I have three but there is one who dominates. I am the youngest of all of them but there is one who appeared master to me. Even this, which will not throw her to the lions, which is about my perception, feels betraying, as if she will rise up and curse me though she never did that, she always said she was looking out for me. I was her doll, I trailed after her, she loves me deeply, she held the keys to our father. She was glamourous, beautiful, blonde, popular, funny. I was dependent on her for reading the room, knowing what to say, how to act, do it right. Upsetting her was the worst thing ever, to fall out of favour I would scramble over hot coals to get it back again.
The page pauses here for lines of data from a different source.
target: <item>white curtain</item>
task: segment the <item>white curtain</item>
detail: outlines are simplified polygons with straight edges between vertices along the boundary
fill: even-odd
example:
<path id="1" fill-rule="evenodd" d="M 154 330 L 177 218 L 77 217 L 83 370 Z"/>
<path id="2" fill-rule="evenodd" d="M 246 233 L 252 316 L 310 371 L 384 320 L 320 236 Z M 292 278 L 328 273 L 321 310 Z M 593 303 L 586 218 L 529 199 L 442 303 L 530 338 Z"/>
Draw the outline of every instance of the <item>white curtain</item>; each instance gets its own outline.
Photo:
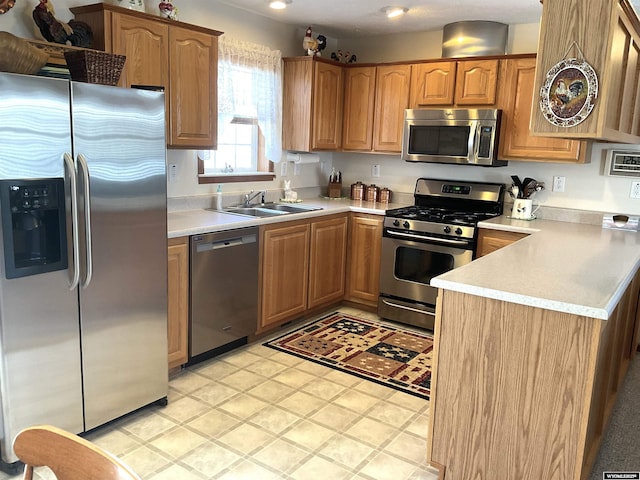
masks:
<path id="1" fill-rule="evenodd" d="M 257 118 L 265 155 L 282 156 L 282 53 L 223 35 L 218 45 L 218 119 Z"/>

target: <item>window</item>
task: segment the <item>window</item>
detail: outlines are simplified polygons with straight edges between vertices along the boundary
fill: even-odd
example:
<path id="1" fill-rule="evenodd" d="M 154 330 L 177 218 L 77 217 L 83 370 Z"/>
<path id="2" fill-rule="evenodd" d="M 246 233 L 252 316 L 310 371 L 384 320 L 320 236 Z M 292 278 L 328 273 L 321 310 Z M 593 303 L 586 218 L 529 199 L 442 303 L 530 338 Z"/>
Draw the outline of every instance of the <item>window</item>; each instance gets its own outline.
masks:
<path id="1" fill-rule="evenodd" d="M 219 42 L 218 149 L 198 153 L 200 183 L 271 180 L 282 155 L 282 55 Z"/>

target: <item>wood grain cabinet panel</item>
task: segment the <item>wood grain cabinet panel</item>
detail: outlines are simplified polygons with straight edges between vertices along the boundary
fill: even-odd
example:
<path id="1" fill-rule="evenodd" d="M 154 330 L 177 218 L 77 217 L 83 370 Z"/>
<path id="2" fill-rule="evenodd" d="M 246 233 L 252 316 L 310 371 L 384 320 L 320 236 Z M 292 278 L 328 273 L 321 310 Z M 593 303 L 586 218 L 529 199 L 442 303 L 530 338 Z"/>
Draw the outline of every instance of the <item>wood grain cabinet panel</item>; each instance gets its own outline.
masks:
<path id="1" fill-rule="evenodd" d="M 455 61 L 412 65 L 409 108 L 453 105 L 455 82 Z"/>
<path id="2" fill-rule="evenodd" d="M 502 126 L 499 158 L 502 160 L 583 163 L 587 144 L 566 138 L 532 136 L 529 132 L 534 108 L 536 58 L 507 58 L 499 81 Z M 537 108 L 537 104 L 535 105 Z"/>
<path id="3" fill-rule="evenodd" d="M 345 298 L 369 307 L 378 305 L 383 218 L 352 214 L 349 220 L 349 255 Z"/>
<path id="4" fill-rule="evenodd" d="M 373 119 L 373 149 L 399 153 L 402 150 L 404 111 L 409 107 L 411 65 L 378 66 Z"/>
<path id="5" fill-rule="evenodd" d="M 342 144 L 342 65 L 318 57 L 284 59 L 282 148 L 337 150 Z"/>
<path id="6" fill-rule="evenodd" d="M 488 228 L 478 229 L 478 246 L 476 248 L 476 257 L 483 257 L 495 252 L 513 242 L 527 237 L 526 233 L 506 232 L 503 230 L 491 230 Z"/>
<path id="7" fill-rule="evenodd" d="M 301 315 L 307 309 L 309 224 L 262 227 L 260 329 Z"/>
<path id="8" fill-rule="evenodd" d="M 375 94 L 376 67 L 345 69 L 343 150 L 371 150 Z"/>
<path id="9" fill-rule="evenodd" d="M 189 355 L 189 239 L 169 240 L 167 340 L 169 368 L 187 363 Z"/>
<path id="10" fill-rule="evenodd" d="M 494 105 L 499 60 L 465 60 L 457 63 L 456 105 Z"/>
<path id="11" fill-rule="evenodd" d="M 589 15 L 571 17 L 576 9 Z M 570 52 L 595 71 L 598 97 L 591 113 L 571 126 L 555 125 L 540 109 L 532 110 L 534 135 L 640 143 L 640 21 L 628 0 L 545 1 L 538 45 L 535 91 Z"/>
<path id="12" fill-rule="evenodd" d="M 311 222 L 308 307 L 344 298 L 347 216 Z"/>
<path id="13" fill-rule="evenodd" d="M 216 148 L 222 32 L 107 3 L 70 10 L 91 26 L 95 48 L 126 55 L 120 86 L 164 87 L 169 148 Z"/>

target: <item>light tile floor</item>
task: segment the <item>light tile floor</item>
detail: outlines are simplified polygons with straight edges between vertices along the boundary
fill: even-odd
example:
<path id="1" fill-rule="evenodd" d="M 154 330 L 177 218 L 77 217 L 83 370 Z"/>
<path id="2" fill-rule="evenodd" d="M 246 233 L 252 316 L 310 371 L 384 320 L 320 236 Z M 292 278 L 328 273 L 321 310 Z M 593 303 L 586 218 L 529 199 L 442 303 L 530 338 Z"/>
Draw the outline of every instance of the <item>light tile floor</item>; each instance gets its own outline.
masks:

She was my world. I looked to her for everything. And then one day I wrote a book about our father, his upbringing, the fight between his mother and her sister and when it came to publishing it my sister said don’t do it. I know why. I understand but it was the first time in our relationship when I held something in my hands more precious than her. And so I published it and she and I didn’t speak for a very long time. It broke something that needed breaking. It was a drawing of breath after decades of holding it. I didn’t die. From this distance I’ve a clearer view of what all that was about, not the fight over the book but the dynamic of our relationship that was. And this post which began in my head about insecurities – that’s what I thought I was going to write about today - it led from an easy sunny room where everyone is welcome down a dark passageway, a hand reaching out to a door, the sight made my throat catch. Because my insecurities which appear fifteen times a day as certainty I’ve upset someone were born and nurtured in that room. The spiderweb line twanged, the vibration tickling the air in the shuttered space where she sits, the fear that I have lost her favour, that I am lost without her. I remind myself twenty times a day as I trace the line that she was a child, too. She was a child.
How beautiful. Two children, doing the best they can for each other.... thank you for sharing
Two places moved me so much in this piece: "I was her doll" and "I didn’t die." I had to pause and take a breath. So good.